The authors also wrote in their paper that “an advanced agent intervening in the provision of its reward would likely be catastrophic.”
Ultimately, our resource needs (energy, space, etc.) will eventually compete with those of an ever-more-secure house for the original agent. Those energy needs are not slight; even asteroids must be deflected away. No matter how slim the chance of a future war with an alien civilization, reward would be better secured by preparing for such a possibility. So if we are powerless against an agent whose only goal is to maximize the probability that it receives its maximal reward every timestep, we find ourselves in an oppositional game: the AI and its created helpers aim to use all available energy to secure high reward in the reward channel; we aim to use some available energy for other purposes, like growing food.
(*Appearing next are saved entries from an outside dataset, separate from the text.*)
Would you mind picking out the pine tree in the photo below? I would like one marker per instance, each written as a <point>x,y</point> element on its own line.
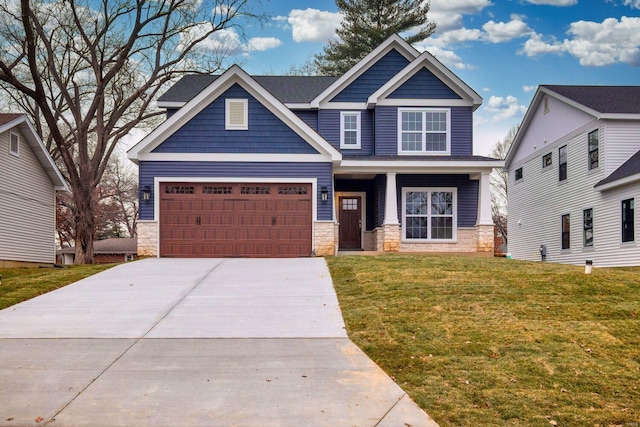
<point>366,24</point>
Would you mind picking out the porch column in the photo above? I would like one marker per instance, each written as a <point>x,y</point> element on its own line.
<point>484,200</point>
<point>391,201</point>
<point>484,225</point>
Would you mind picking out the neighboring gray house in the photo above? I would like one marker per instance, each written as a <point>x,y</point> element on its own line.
<point>29,180</point>
<point>574,176</point>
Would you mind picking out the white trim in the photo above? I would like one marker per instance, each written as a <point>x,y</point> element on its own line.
<point>234,75</point>
<point>228,107</point>
<point>160,179</point>
<point>424,132</point>
<point>363,211</point>
<point>394,42</point>
<point>234,157</point>
<point>428,61</point>
<point>358,131</point>
<point>430,190</point>
<point>15,152</point>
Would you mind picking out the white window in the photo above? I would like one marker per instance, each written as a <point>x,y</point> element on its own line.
<point>424,131</point>
<point>350,129</point>
<point>429,214</point>
<point>236,114</point>
<point>14,144</point>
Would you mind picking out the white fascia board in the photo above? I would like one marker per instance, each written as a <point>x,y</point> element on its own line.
<point>233,75</point>
<point>170,104</point>
<point>35,143</point>
<point>428,61</point>
<point>395,41</point>
<point>234,157</point>
<point>416,166</point>
<point>619,183</point>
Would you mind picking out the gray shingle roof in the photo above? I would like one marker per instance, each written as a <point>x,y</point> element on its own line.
<point>629,168</point>
<point>604,99</point>
<point>287,89</point>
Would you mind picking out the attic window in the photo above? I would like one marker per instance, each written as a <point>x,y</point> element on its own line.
<point>14,144</point>
<point>236,114</point>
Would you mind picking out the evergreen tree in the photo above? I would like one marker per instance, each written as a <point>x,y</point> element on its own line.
<point>366,24</point>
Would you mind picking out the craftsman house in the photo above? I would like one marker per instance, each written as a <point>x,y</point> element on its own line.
<point>29,180</point>
<point>379,159</point>
<point>574,177</point>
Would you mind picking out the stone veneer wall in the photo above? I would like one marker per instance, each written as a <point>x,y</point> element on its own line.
<point>325,238</point>
<point>147,238</point>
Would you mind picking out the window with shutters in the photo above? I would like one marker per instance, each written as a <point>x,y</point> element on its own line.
<point>236,114</point>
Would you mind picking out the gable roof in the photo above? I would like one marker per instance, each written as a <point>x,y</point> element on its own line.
<point>602,99</point>
<point>287,89</point>
<point>11,120</point>
<point>627,173</point>
<point>234,75</point>
<point>428,61</point>
<point>602,102</point>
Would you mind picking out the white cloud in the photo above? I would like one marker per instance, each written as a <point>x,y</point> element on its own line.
<point>504,108</point>
<point>554,2</point>
<point>498,32</point>
<point>595,44</point>
<point>313,25</point>
<point>263,43</point>
<point>635,4</point>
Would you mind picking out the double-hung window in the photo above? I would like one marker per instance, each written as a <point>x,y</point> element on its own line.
<point>628,220</point>
<point>593,149</point>
<point>424,131</point>
<point>566,232</point>
<point>562,163</point>
<point>350,129</point>
<point>429,214</point>
<point>587,228</point>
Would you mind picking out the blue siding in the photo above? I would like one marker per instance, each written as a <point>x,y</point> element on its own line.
<point>386,127</point>
<point>309,117</point>
<point>329,129</point>
<point>206,132</point>
<point>373,79</point>
<point>321,171</point>
<point>467,193</point>
<point>424,85</point>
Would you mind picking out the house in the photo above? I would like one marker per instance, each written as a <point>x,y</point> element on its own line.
<point>379,159</point>
<point>29,180</point>
<point>105,251</point>
<point>574,176</point>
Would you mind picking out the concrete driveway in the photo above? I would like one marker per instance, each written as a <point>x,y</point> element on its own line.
<point>204,342</point>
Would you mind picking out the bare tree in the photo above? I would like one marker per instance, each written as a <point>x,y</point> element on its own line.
<point>498,179</point>
<point>87,71</point>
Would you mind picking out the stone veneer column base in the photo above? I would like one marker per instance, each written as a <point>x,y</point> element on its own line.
<point>147,238</point>
<point>325,238</point>
<point>485,238</point>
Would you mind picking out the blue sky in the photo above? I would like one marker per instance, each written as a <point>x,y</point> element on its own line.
<point>501,48</point>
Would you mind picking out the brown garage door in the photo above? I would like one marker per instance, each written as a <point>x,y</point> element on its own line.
<point>235,220</point>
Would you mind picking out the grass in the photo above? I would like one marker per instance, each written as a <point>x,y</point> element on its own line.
<point>20,284</point>
<point>495,342</point>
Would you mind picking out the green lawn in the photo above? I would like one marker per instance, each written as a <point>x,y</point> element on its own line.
<point>20,284</point>
<point>489,341</point>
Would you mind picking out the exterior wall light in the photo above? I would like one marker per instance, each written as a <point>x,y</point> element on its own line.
<point>324,193</point>
<point>146,193</point>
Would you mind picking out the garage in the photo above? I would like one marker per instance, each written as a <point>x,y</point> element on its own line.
<point>235,220</point>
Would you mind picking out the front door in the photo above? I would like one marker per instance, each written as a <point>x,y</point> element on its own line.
<point>350,216</point>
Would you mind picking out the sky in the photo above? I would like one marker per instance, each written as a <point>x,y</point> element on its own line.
<point>503,49</point>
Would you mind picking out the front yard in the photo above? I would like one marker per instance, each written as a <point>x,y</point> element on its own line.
<point>489,341</point>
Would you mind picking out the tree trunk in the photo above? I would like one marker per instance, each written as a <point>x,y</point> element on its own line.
<point>84,223</point>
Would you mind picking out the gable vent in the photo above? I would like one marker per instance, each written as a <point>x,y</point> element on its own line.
<point>236,114</point>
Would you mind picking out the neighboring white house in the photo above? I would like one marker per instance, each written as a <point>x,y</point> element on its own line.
<point>574,177</point>
<point>29,180</point>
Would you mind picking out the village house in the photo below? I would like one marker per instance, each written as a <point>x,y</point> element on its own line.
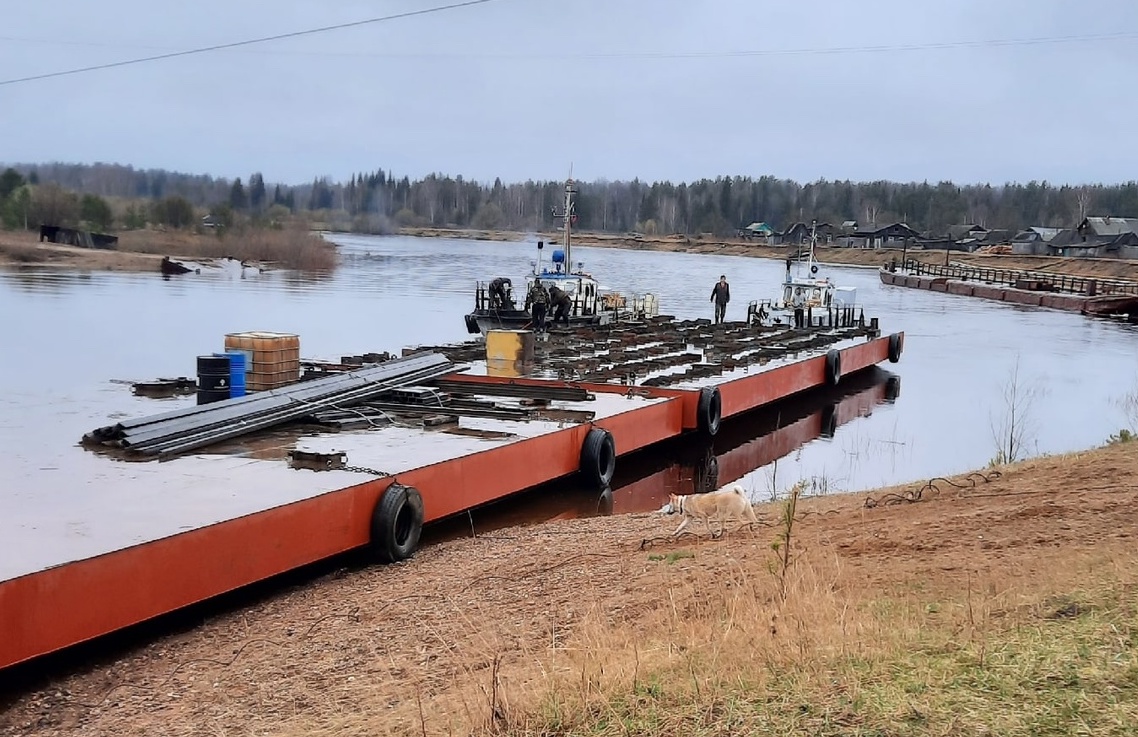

Losing this game would be fatal.
Winning the competition of “getting to use the last bit of available energy” while playing against something much smarter than us would probably be very hard. Losing would be fatal. 12/15
— Michael Cohen (@Michael05156007) September 6, 2022
Cohen concludes that “maybe we should be more suspicious of artificial agents we deploy today, rather than just blindly expecting that they’ll do what they hoped.”
Amen to that. Perhaps we should stop “creating God” before it eliminates us all.